Эта концепция получила развитие у Стайнера (Steiner, 1993) в его теории патологической организации личности как высокоорганизованной нарциссической защитной позиции. «Место психического отступления» используется для того, чтобы не поддаваться чувству вины и страхам, присущим параноидно-шизоидной и депрессивной позициям, а также чтобы уклоняться от экстремальных переживаний стыда. Эта позиция избегания является нарциссической, так как она основана на патологической идеализации одного из защитных механизмов и отрицании основных фактов человеческой жизни (таких как зависимость от доброго объекта, существование половых различий и различий между поколениями, репродуктивная функция родителей, а также время и смерть).
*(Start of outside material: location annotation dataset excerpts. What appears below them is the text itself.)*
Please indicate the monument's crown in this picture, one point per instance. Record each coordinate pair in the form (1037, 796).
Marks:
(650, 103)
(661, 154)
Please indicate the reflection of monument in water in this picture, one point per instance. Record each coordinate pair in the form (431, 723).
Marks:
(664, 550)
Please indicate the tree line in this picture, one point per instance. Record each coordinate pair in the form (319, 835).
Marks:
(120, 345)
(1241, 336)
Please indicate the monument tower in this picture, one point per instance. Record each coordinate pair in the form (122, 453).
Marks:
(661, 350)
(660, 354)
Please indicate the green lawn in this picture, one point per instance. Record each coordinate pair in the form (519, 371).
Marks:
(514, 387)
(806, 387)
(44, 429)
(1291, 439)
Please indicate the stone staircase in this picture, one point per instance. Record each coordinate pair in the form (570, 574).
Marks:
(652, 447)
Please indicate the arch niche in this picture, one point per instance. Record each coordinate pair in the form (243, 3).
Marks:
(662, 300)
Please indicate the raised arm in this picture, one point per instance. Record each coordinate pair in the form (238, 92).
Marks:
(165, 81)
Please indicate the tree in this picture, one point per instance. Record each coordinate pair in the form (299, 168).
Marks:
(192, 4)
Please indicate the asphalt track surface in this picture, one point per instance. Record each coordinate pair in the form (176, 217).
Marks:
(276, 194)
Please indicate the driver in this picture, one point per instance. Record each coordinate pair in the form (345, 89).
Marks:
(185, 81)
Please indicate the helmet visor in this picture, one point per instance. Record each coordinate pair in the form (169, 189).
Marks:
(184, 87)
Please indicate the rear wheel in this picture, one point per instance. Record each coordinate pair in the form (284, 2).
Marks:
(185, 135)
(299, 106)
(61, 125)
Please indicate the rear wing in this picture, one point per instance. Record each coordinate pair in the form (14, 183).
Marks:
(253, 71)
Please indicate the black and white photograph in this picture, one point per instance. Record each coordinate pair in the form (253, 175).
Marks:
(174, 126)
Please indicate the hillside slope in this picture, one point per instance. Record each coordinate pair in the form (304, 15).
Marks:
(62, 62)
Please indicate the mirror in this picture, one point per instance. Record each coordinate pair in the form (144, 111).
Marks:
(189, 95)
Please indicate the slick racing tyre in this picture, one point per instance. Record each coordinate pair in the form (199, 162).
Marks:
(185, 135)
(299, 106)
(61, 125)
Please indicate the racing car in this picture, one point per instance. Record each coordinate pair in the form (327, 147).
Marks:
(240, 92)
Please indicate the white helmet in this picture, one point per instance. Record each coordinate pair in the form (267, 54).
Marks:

Стайнер, как и Розенфельд, предполагает, что положительные либидинозные аспекты как самости, так и объектов одновременно и отрицаются, и обесцениваются.

Эта позиция подверглась критике, прежде всего со стороны психологии самости, психологии Я и теории объектных отношений (Kernberg, 1984). Особенно критиковался вывод о первичной агрессии как производном влечения к смерти, а также о том, что описанные нарциссические состояния формируются якобы на первом году жизни. Кроме того, высказывалось замечание, что Розенфельд не проводит структурных и динамических различий между нарциссическими и психотическими состояниями. Нарциссические состояния (и здесь можно согласиться с Кернбергом) отрицают не разобщенность, а инакость самости и объекта. Если считать психотические состояния также нарциссически структурированными (в том смысле, что интроективная и проективная идентификации делают размытыми границы между самостью и объектом), то есть основания предполагать, что нарциссически-психотические состояния, кроме инакости, отрицают еще и разобщенность самости и объекта.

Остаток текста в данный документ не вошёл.